Max Martynov said...

Mike, thank you for you comment. Newton and Infiniflow are indeed very interesting projects and they are worth looking at.

Eric Newcomer said...

Max,

Thanks for your reply to my comment, and apologies for taking so long to answer.

I had indeed misunderstood the post, and should have read it more carefully. I can see now that you think RFC 119 has taken the right approach, and thanks very much for that. Much appreciated.

WRT to R-OSGi or Infiniflow, I see that Mike has already replied about the Paremus product, and I am similarly pleased to hear him say Paremus intends to provide an implementation of distributed OSGi at some point in the future, and plans to add value to it in the product. That would be one way to describe the relationship I'd like to see. In other words, this is one way to judge the correct place to draw the standardization line - where it gives a vendor room to add value but standardizes an important capability across implementations. It is still early days for this new design and the specification is not yet done, so we will have to wait and see, but this is a good sign.
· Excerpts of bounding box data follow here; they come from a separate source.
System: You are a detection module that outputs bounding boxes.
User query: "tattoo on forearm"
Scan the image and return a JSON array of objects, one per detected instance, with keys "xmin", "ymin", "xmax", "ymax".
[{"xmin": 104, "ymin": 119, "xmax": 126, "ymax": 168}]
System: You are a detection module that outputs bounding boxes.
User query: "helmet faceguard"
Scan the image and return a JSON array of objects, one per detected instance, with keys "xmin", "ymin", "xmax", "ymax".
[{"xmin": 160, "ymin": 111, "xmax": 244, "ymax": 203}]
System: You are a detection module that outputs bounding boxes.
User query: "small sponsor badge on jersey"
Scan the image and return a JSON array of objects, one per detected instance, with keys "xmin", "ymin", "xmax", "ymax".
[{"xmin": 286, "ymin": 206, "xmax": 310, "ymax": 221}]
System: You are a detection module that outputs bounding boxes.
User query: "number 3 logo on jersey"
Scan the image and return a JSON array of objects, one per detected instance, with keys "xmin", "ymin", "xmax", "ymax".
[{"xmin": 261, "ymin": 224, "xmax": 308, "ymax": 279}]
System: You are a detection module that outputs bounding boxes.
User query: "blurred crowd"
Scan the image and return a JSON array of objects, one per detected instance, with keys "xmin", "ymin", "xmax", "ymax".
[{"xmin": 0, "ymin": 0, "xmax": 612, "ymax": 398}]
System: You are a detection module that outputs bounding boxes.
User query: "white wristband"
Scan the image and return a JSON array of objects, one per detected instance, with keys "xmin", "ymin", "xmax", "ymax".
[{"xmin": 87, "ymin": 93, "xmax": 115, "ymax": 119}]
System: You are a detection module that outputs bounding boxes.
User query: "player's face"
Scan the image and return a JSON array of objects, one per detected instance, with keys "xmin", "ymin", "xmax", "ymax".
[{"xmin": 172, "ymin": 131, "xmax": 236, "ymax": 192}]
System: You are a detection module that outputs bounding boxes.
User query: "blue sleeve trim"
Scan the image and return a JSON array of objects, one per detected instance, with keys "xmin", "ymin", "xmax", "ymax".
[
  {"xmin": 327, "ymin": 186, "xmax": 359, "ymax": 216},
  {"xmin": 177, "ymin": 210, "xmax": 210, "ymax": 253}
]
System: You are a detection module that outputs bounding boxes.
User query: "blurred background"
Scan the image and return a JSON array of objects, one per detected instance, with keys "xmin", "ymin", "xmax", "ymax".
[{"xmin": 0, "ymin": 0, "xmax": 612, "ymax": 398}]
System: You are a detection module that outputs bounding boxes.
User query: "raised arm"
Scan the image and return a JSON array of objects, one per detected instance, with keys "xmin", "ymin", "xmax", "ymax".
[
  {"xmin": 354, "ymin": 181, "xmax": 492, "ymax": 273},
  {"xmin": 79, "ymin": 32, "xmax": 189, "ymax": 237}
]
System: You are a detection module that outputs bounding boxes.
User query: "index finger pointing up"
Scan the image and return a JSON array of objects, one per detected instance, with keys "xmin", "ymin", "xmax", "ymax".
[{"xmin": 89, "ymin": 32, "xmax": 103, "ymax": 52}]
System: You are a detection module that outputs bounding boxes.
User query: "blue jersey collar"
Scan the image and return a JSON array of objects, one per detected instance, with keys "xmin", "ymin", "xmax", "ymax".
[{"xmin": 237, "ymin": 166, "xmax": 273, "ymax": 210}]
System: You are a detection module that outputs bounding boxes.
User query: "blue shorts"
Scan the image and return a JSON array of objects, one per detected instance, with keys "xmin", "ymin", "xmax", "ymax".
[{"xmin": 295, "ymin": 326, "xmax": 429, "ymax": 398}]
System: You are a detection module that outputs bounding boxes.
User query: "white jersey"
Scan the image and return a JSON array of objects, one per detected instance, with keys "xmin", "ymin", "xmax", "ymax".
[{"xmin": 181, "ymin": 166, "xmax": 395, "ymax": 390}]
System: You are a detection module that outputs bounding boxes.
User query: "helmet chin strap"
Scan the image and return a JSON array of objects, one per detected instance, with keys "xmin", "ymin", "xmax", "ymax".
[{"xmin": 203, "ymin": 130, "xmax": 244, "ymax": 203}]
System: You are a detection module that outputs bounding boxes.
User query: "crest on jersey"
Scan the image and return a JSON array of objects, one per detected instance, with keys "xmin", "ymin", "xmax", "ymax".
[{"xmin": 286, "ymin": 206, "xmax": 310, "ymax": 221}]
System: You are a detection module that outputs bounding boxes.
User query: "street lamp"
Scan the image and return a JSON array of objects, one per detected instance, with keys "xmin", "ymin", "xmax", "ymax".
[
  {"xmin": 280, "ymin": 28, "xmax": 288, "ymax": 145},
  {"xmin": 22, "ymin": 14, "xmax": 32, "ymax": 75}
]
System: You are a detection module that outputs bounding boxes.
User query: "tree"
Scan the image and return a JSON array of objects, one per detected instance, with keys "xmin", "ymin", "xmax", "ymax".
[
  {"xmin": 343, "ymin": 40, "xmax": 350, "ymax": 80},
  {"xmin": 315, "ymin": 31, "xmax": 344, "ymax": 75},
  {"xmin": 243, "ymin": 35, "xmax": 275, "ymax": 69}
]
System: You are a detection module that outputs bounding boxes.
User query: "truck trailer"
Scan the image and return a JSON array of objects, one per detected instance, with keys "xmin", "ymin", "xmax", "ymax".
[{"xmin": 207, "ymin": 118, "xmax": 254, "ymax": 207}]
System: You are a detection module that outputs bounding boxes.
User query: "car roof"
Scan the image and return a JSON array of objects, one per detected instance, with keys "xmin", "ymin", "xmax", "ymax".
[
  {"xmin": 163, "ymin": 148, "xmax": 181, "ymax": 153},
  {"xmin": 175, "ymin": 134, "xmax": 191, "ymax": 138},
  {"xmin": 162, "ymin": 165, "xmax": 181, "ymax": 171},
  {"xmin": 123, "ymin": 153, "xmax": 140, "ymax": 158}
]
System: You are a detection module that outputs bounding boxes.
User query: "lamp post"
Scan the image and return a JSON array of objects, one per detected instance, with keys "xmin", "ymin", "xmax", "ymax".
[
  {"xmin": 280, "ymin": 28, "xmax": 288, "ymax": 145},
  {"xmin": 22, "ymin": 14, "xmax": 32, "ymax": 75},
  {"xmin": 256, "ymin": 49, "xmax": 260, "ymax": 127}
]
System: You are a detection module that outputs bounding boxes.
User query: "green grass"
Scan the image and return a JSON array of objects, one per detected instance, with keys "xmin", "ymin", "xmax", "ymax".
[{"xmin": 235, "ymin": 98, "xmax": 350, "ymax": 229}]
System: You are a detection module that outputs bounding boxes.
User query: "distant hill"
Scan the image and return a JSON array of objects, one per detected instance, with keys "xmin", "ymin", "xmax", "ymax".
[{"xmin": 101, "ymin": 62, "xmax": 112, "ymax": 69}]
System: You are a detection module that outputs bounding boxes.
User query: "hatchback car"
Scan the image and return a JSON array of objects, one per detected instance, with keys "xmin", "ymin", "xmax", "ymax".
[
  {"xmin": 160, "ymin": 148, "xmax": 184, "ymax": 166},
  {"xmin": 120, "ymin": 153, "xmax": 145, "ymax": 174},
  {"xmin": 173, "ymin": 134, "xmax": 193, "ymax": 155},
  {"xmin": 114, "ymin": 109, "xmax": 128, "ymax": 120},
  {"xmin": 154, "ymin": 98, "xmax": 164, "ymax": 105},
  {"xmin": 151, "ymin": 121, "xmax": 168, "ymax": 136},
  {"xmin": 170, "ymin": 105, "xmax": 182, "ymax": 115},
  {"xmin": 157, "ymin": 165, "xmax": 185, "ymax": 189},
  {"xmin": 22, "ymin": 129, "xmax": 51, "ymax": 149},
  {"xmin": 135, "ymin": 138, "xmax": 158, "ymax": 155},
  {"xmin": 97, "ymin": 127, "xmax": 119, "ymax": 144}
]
The Paremus guys helped write the requirements for the current enterprise OSGi effort, which was great, but unfortunately their membership level (and associated additional expense) didn't allow them to contribute to the design. It is an unfortunate side effect of membership fees necessary to maintain an independent organization I suppose. But I can also tell you the OSGi Alliance is about as lean and low budget a consortium as anyone can find.

I am not so familiar with R-OSGi, but I do know some existing solutions require the same "product" libraries on both sides of a connection and therefore may introduce some dependencies. We tried to avoid that.